I guess the issue is coming from my pipeline that read the data from my TFRecord file and create tf.data.Dataset
- I have 1 TFRecord file for training and one for serving
- I am doing very standard things like tf.data.TFRecordDataset shuffle, cache, map, prefetch and cache
- I guess something I am doing is not correct when using TPU:

features_spec = {
    'input_ids': tf.io.FixedLenFeature([], tf.string, default_value=''),
    'attention_mask': tf.io.FixedLenFeature([], tf.string, default_value=''),
    'token_type_ids': tf.io.FixedLenFeature([], tf.string, default_value=''),
    'label': tf.io.FixedLenFeature([], tf.int64, default_value=0)
}

example = tf.io.parse_single_example(record, features_spec)

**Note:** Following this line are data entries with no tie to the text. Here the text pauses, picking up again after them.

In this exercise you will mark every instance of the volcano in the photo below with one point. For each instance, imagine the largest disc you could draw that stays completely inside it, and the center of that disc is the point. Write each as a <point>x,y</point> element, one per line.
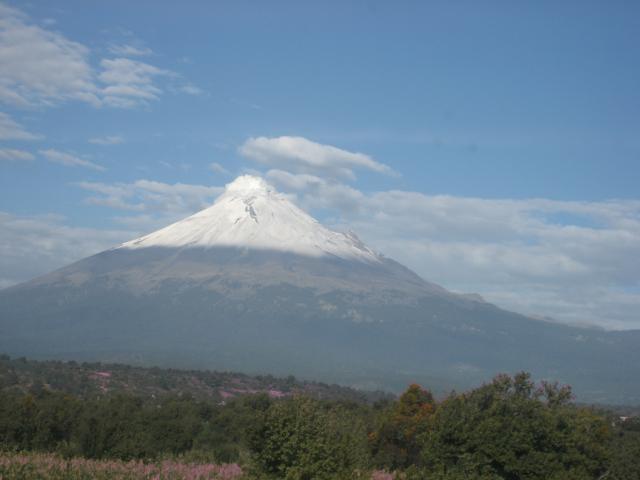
<point>255,284</point>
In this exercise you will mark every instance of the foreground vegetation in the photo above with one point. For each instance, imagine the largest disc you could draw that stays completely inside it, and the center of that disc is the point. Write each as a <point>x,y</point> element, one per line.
<point>42,465</point>
<point>508,429</point>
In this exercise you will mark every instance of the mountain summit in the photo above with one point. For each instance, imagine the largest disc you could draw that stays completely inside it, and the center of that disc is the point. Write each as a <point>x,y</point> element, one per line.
<point>251,214</point>
<point>255,284</point>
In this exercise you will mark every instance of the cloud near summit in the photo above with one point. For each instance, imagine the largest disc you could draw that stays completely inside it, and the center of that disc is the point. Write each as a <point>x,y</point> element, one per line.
<point>305,156</point>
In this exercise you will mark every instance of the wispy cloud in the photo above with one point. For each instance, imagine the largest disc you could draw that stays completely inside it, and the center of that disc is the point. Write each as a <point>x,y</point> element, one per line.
<point>34,245</point>
<point>128,50</point>
<point>577,262</point>
<point>191,89</point>
<point>12,130</point>
<point>107,140</point>
<point>15,155</point>
<point>69,160</point>
<point>217,168</point>
<point>167,201</point>
<point>129,82</point>
<point>41,67</point>
<point>305,156</point>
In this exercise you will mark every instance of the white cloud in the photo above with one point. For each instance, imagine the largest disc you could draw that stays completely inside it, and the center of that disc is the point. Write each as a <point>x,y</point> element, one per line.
<point>217,168</point>
<point>129,82</point>
<point>168,202</point>
<point>191,89</point>
<point>578,262</point>
<point>318,193</point>
<point>107,140</point>
<point>35,245</point>
<point>304,156</point>
<point>11,130</point>
<point>40,67</point>
<point>127,50</point>
<point>15,155</point>
<point>68,159</point>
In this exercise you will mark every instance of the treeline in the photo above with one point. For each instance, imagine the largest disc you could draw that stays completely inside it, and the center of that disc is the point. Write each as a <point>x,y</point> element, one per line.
<point>91,379</point>
<point>508,429</point>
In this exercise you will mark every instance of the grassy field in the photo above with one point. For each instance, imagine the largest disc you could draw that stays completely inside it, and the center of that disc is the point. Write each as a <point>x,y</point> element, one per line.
<point>46,466</point>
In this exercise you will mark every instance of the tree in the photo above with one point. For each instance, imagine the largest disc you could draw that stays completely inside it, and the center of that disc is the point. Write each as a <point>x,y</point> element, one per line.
<point>302,439</point>
<point>395,442</point>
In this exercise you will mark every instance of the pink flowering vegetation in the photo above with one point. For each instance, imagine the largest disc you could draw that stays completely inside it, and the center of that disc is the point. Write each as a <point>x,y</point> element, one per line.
<point>46,466</point>
<point>28,466</point>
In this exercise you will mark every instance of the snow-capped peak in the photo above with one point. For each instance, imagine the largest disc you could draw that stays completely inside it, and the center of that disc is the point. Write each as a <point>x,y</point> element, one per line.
<point>252,214</point>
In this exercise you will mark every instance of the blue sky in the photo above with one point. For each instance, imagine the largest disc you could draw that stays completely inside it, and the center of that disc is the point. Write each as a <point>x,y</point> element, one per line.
<point>511,133</point>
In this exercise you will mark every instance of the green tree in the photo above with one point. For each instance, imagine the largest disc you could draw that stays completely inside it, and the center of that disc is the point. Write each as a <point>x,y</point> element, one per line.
<point>511,430</point>
<point>303,439</point>
<point>394,444</point>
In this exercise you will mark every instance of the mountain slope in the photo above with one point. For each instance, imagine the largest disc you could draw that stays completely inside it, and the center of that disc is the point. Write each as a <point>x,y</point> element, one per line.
<point>255,284</point>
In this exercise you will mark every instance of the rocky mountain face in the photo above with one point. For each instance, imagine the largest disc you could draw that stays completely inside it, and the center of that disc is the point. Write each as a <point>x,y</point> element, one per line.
<point>255,284</point>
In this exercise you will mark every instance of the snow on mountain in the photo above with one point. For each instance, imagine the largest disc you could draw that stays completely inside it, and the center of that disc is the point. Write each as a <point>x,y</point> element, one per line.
<point>252,214</point>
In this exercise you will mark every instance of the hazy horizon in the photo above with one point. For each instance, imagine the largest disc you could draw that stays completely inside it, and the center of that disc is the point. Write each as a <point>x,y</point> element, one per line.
<point>492,149</point>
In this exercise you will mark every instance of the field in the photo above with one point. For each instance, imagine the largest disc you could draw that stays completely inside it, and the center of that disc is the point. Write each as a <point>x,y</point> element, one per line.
<point>38,465</point>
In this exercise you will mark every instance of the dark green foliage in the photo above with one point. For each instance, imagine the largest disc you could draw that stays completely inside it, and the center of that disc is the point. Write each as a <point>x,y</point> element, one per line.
<point>625,451</point>
<point>104,380</point>
<point>395,442</point>
<point>127,427</point>
<point>511,430</point>
<point>302,439</point>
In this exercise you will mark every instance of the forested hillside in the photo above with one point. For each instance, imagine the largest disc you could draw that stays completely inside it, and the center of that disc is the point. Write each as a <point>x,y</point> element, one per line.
<point>90,380</point>
<point>511,428</point>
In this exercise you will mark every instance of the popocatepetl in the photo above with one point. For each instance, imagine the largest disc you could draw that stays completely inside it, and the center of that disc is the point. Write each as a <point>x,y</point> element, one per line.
<point>254,283</point>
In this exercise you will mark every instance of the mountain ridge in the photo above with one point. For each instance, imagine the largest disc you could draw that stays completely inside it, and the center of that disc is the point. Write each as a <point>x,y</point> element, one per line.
<point>318,305</point>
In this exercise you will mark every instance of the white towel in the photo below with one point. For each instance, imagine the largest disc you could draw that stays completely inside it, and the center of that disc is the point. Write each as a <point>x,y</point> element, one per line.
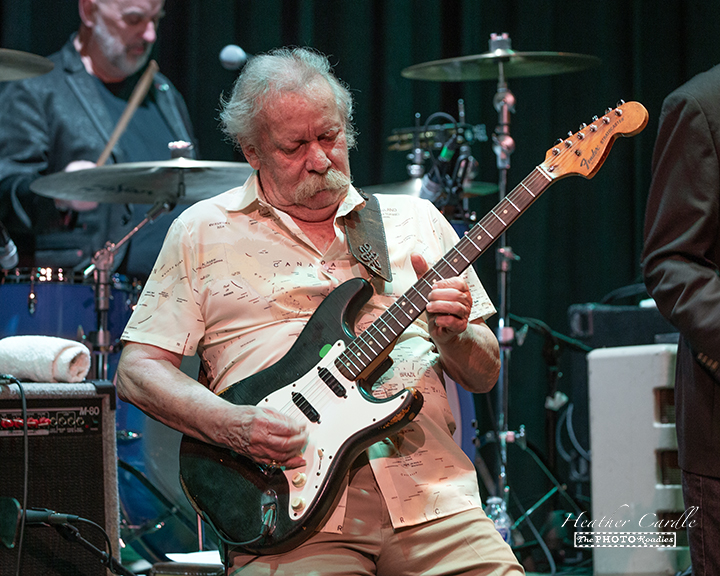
<point>44,359</point>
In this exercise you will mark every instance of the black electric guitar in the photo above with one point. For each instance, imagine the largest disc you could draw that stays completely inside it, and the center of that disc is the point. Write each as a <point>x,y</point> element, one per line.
<point>267,510</point>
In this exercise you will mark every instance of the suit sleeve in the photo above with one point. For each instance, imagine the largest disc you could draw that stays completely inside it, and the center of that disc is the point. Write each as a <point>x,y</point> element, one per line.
<point>681,226</point>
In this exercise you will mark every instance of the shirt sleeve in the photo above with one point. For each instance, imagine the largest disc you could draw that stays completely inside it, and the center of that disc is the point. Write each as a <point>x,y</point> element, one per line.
<point>681,226</point>
<point>168,314</point>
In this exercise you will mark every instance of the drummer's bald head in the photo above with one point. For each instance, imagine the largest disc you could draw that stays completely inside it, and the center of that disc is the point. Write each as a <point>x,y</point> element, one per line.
<point>266,76</point>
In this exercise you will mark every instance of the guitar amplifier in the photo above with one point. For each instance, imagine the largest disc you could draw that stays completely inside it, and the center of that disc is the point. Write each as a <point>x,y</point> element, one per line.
<point>72,469</point>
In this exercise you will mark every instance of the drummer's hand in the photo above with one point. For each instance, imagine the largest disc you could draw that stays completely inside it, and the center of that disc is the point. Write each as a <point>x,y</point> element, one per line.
<point>269,437</point>
<point>77,205</point>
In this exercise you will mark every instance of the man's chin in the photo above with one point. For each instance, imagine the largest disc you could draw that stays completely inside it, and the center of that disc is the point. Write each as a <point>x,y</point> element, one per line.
<point>324,198</point>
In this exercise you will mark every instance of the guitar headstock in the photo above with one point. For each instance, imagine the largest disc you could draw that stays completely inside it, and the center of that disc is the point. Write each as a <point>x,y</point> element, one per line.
<point>585,151</point>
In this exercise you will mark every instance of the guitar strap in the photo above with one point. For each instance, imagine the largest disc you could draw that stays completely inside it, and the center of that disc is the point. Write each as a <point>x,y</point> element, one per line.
<point>366,237</point>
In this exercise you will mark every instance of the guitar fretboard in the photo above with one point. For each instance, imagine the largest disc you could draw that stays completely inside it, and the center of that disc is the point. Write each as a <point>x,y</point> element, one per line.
<point>373,341</point>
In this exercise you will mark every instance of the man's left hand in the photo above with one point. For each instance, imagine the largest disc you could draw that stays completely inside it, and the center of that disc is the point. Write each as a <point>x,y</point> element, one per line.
<point>449,304</point>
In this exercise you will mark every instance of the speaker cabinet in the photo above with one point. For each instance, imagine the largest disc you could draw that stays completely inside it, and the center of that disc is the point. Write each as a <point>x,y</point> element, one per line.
<point>72,470</point>
<point>635,476</point>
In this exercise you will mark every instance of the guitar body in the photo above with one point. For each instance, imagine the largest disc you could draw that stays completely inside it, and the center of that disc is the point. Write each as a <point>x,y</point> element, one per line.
<point>234,494</point>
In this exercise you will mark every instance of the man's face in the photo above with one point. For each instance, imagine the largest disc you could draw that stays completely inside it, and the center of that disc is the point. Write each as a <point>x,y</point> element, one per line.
<point>125,31</point>
<point>302,154</point>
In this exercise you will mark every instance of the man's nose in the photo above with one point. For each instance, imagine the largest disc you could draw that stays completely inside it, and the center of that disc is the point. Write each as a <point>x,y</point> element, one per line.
<point>317,160</point>
<point>150,32</point>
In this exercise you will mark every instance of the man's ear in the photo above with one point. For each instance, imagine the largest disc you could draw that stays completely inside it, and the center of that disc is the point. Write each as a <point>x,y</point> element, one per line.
<point>251,155</point>
<point>87,10</point>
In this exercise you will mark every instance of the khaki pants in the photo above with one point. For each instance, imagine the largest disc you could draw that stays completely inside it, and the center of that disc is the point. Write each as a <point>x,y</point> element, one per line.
<point>464,543</point>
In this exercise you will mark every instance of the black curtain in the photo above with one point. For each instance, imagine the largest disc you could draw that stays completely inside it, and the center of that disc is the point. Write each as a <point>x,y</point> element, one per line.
<point>578,242</point>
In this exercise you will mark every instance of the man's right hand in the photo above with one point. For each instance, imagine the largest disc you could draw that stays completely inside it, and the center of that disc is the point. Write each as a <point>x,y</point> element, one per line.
<point>268,437</point>
<point>77,205</point>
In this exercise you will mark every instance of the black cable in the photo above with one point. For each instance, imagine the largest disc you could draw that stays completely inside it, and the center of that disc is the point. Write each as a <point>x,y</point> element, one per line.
<point>26,462</point>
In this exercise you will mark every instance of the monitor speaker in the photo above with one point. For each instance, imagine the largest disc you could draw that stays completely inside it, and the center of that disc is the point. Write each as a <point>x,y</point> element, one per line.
<point>72,469</point>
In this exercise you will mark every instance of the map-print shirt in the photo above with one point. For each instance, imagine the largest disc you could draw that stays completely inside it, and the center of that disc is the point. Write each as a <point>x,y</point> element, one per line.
<point>237,280</point>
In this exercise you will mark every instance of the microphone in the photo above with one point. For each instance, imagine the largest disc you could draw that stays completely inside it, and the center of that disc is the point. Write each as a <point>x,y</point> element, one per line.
<point>11,514</point>
<point>8,250</point>
<point>232,57</point>
<point>45,516</point>
<point>433,183</point>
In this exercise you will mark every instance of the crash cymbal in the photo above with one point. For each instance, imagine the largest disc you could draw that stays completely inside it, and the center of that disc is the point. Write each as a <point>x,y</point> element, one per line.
<point>485,66</point>
<point>181,180</point>
<point>15,65</point>
<point>413,186</point>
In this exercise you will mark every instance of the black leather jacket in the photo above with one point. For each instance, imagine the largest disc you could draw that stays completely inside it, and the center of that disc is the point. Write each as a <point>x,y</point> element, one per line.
<point>46,122</point>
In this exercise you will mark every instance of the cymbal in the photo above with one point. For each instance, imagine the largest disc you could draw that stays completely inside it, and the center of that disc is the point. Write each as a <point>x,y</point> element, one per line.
<point>15,65</point>
<point>413,186</point>
<point>485,66</point>
<point>145,182</point>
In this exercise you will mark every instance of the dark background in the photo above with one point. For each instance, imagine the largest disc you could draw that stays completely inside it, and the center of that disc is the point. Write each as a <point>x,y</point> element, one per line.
<point>581,240</point>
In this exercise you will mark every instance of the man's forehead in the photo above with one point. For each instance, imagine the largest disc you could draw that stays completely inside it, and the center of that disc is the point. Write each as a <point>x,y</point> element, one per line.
<point>144,7</point>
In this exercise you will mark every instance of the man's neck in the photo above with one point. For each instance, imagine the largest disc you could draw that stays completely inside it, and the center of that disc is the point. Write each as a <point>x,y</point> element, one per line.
<point>321,234</point>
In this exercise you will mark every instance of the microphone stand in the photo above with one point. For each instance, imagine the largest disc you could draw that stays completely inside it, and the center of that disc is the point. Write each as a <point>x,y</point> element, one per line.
<point>72,534</point>
<point>503,146</point>
<point>101,267</point>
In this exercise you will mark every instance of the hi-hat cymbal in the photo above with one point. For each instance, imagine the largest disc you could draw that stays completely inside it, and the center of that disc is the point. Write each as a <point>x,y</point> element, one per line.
<point>485,66</point>
<point>413,186</point>
<point>15,65</point>
<point>180,180</point>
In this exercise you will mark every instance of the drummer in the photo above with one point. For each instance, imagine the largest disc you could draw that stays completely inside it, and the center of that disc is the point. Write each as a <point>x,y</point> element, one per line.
<point>62,121</point>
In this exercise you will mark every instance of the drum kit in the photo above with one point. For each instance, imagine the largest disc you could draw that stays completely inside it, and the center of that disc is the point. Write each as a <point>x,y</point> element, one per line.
<point>160,523</point>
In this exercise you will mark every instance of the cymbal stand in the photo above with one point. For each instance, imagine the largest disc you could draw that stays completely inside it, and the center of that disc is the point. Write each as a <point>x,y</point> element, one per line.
<point>102,264</point>
<point>503,146</point>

f0 = tf.ensure_shape(tf.io.parse_tensor(example['input_ids'], out_type=tf.int32), (None,))
f1 = tf.ensure_shape(tf.io.parse_tensor(example['attention_mask'], out_type=tf.int32), (None,))
f2 = tf.ensure_shape(tf.io.parse_tensor(example['token_type_ids'], out_type=tf.int32), (None,))
return {'input_ids': f0, 'attention_mask': f1, 'token_type_ids': f2}, example['label']


I am debugging my code but I don't managed to understand that the error messages means:
"The Encode() method is not implemented for DatasetVariantWrapper objects"
I look at the code but it didn't help https://github.com/tensorflow/tensorflow/blob/master/tensorflow/core/framework/dataset.cc
It seems that tf.data.Dataset takes an argument DT_VARIANT tensor that represents the dataset.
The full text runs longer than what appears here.